The world depicted in The Legend of Ochi is exactly the sort of place you’d expect to find Willem Dafoe – somewhere beautiful and strange that lets him clatter around in a suit of Slavic armour and bellow his words like he’s trying to bring down a mountain. Dafoe plays a man called Maxim, who lives on the fantastical island of Carpathia and has dedicated his life to the eradication of a mythical creature known as the Ochi. These are small orangutans put through the Dark Crystal, Jim Henson-puppet blender, who feast nightly on the village livestock and whom Maxim blames for his wife’s disappearance.
Elsewhere, Maxim mourns his lack of a male heir, so he performs paternity instead with the band of child soldiers he’s gathered around him and the orphan he’s raised as his own – Petro (a wildly underutilised Finn Wolfhard from Stranger Things). This has an obvious ill effect on his introverted but strong-willed daughter, Yuri (Helena Zengel). So, when she comes across a juvenile Ochi caught in a trap, she tends to its wounds and swiftly discovers the animal’s natural curiosity and kindness, forcing her to relearn man’s relationship with nature and begin the fight for peaceful coexistence.
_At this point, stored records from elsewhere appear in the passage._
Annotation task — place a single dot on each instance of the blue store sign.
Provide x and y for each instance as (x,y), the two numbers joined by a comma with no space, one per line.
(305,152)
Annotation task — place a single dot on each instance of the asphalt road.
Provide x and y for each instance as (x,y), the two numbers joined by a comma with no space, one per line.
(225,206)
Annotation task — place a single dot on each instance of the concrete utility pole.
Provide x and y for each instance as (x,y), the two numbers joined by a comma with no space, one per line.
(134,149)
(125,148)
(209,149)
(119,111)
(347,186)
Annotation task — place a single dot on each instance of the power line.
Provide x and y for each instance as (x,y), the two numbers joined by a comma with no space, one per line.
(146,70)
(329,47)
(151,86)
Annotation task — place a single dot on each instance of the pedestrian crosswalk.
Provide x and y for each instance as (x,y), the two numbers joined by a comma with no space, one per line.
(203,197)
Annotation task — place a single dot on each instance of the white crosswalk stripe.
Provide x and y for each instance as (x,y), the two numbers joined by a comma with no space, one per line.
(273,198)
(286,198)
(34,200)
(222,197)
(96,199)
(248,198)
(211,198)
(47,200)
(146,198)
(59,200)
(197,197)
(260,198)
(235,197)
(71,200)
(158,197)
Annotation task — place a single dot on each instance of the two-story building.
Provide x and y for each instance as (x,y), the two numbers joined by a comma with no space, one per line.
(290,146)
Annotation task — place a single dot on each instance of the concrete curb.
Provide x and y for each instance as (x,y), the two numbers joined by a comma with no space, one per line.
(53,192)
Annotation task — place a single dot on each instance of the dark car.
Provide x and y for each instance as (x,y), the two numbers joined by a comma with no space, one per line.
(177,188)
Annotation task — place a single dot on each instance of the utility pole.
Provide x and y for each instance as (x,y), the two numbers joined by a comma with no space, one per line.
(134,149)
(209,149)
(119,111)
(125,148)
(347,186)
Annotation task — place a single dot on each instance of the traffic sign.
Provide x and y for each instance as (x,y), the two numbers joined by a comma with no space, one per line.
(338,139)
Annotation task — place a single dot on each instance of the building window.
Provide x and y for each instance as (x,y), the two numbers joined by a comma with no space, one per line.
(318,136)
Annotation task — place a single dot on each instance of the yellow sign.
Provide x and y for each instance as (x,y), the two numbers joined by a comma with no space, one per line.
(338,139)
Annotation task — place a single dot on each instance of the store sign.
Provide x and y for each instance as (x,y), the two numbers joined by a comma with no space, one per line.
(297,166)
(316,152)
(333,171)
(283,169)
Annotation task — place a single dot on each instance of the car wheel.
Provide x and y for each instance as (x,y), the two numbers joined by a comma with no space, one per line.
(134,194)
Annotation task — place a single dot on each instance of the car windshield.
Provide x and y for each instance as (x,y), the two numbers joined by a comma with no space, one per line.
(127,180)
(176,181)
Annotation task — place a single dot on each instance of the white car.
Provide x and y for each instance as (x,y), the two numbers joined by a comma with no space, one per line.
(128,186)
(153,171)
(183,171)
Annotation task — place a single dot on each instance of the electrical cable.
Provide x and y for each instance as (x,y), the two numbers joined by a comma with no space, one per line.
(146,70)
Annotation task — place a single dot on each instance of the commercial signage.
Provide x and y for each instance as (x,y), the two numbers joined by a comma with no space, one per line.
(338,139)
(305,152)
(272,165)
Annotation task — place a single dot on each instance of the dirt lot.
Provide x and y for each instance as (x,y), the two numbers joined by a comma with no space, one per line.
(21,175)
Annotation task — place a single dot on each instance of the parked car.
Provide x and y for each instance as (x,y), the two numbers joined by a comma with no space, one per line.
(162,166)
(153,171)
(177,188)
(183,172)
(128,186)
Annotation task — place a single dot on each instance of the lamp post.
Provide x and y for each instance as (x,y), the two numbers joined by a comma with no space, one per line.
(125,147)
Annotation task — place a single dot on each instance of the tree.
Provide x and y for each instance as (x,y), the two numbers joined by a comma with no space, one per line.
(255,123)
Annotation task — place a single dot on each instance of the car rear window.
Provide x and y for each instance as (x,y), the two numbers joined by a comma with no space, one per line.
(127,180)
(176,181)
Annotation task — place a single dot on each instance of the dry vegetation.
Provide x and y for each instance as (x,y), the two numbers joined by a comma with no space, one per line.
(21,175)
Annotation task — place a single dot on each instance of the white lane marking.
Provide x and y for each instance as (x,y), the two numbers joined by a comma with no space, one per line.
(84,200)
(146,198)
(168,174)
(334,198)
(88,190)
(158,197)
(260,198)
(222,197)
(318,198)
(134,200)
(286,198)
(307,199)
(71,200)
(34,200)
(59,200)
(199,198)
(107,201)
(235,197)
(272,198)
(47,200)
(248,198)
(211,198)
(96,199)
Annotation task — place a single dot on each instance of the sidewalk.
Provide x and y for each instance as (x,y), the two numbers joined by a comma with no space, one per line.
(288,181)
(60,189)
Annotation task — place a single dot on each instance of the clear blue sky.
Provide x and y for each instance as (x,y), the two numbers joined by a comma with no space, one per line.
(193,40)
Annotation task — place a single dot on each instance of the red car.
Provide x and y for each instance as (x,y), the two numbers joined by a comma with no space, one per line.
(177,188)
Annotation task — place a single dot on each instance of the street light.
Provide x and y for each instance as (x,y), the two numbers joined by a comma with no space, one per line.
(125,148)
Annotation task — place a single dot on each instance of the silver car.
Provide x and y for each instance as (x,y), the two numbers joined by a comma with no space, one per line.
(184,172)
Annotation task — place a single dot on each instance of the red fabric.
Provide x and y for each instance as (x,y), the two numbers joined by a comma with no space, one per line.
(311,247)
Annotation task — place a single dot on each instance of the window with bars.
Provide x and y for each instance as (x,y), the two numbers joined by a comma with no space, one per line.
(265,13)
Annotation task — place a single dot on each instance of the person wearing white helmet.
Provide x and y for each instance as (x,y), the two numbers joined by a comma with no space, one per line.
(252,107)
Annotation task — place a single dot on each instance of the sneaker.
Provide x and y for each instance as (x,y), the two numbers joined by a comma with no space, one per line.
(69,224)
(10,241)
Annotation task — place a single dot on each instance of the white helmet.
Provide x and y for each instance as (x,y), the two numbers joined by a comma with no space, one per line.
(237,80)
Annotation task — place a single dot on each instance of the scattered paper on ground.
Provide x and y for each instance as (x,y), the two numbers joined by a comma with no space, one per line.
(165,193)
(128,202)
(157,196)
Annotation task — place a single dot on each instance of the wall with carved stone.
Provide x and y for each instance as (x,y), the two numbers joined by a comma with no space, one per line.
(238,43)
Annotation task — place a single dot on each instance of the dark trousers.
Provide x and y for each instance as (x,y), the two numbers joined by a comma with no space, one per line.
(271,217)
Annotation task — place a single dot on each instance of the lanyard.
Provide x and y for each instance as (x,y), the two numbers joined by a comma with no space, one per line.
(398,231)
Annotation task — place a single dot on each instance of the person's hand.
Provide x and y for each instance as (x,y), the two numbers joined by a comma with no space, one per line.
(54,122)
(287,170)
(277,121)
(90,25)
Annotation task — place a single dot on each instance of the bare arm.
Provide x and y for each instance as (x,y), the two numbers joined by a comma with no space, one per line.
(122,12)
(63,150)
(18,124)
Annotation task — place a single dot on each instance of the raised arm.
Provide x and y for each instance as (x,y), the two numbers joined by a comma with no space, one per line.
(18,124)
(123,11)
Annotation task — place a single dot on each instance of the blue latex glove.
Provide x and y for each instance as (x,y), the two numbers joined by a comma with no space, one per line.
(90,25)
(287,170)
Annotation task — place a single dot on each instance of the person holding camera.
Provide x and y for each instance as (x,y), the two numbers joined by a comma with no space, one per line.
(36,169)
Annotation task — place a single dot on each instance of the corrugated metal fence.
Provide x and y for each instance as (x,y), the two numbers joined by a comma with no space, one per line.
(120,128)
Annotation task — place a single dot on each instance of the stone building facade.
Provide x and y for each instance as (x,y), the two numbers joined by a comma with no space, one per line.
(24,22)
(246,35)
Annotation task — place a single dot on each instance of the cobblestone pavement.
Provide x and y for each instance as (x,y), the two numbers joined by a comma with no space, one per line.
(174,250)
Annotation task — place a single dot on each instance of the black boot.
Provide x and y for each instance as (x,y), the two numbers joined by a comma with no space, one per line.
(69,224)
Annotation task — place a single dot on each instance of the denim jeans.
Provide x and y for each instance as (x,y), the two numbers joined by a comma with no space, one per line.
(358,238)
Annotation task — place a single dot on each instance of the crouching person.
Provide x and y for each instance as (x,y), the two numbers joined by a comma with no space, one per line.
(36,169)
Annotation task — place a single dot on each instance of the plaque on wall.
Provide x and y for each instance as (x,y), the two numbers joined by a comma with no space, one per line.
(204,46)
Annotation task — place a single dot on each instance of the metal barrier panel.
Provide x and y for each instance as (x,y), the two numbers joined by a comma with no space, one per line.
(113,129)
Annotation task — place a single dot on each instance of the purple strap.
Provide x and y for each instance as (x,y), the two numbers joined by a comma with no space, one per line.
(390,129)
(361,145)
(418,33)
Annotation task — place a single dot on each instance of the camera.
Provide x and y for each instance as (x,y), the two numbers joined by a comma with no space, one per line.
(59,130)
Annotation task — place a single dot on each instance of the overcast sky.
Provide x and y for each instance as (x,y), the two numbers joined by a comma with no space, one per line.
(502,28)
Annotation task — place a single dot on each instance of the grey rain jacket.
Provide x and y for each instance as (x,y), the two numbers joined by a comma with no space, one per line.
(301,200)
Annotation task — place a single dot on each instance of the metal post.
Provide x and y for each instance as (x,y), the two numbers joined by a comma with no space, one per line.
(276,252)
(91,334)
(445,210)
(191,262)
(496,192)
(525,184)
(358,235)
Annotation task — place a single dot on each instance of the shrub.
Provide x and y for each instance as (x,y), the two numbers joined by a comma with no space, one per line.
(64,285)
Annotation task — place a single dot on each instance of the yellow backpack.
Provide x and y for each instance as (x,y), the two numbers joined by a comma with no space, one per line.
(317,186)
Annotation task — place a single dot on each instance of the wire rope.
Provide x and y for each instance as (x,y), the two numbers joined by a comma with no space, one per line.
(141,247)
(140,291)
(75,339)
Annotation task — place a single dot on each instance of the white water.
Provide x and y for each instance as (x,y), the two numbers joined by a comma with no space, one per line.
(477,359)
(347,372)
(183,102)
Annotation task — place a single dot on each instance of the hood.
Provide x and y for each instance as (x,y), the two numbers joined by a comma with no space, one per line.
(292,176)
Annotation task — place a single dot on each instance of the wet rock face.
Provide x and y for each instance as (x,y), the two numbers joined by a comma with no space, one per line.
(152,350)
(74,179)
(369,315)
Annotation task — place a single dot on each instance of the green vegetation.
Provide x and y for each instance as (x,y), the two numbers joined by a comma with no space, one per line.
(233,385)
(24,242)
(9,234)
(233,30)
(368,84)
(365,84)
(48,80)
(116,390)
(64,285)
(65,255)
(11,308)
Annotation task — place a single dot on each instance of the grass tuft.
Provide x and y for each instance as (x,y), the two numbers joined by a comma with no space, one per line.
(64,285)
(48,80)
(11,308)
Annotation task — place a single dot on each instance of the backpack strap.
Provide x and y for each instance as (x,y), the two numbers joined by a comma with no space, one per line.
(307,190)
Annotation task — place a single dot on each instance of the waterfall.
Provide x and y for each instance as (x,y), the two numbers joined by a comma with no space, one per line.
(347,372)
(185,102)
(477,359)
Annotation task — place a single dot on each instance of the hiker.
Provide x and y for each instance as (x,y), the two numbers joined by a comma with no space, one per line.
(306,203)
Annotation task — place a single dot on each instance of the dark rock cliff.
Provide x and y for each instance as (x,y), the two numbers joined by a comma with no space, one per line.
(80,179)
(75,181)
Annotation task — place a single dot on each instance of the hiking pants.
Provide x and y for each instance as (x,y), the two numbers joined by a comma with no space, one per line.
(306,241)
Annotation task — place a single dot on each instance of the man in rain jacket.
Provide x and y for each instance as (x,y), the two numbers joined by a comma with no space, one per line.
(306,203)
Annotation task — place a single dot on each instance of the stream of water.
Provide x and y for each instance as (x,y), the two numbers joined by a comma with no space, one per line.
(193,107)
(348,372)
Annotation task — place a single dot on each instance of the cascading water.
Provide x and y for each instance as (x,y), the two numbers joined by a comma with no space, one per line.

The Legend of Ochi is written and directed by Isaiah Saxon, co-founder of the animation studio Encyclopedia Pictura and director of the music video for Björk’s “Wanderlust”. Certainly, you could call The Legend of Ochi Björk-adjacent – it’s a radical feat of the handmade imagination. Shot on location in Romania, it combines computer-animated effects with an extensive use of puppetry, stop motion animation, and matte paintings for its backgrounds.
It’s exactly the sort of film you wish you could reach out and touch, if only to feel the perpetual mist brush a layer of humidity across your cheek and to dig your fingers into the bristly coat of the little Ochi, who might as well be Baby Yoda in a fur suit. These details are imaginatively staged by cinematographer Evan Prosofsky, who’s somehow managed to craft a look here that exists at the halfway point between the angular German expressionism and the Spielbergian (kids with flashlights make an obligatory appearance).
So much time in The Legend of Ochi is spent traversing these beautiful landscapes looking for something to grab onto – a thought or an emotion – but there’s nothing really here other than the simple conflict between nature and the men quick to whip out their shotguns when faced with the unknown. And every man and boy in Carpathia, without exception, owns a gun. They also wrestle in the moonlight and listen to outdated glam rock; the film never does engage with its vaguely eastern European location beyond the crudest of stereotypes.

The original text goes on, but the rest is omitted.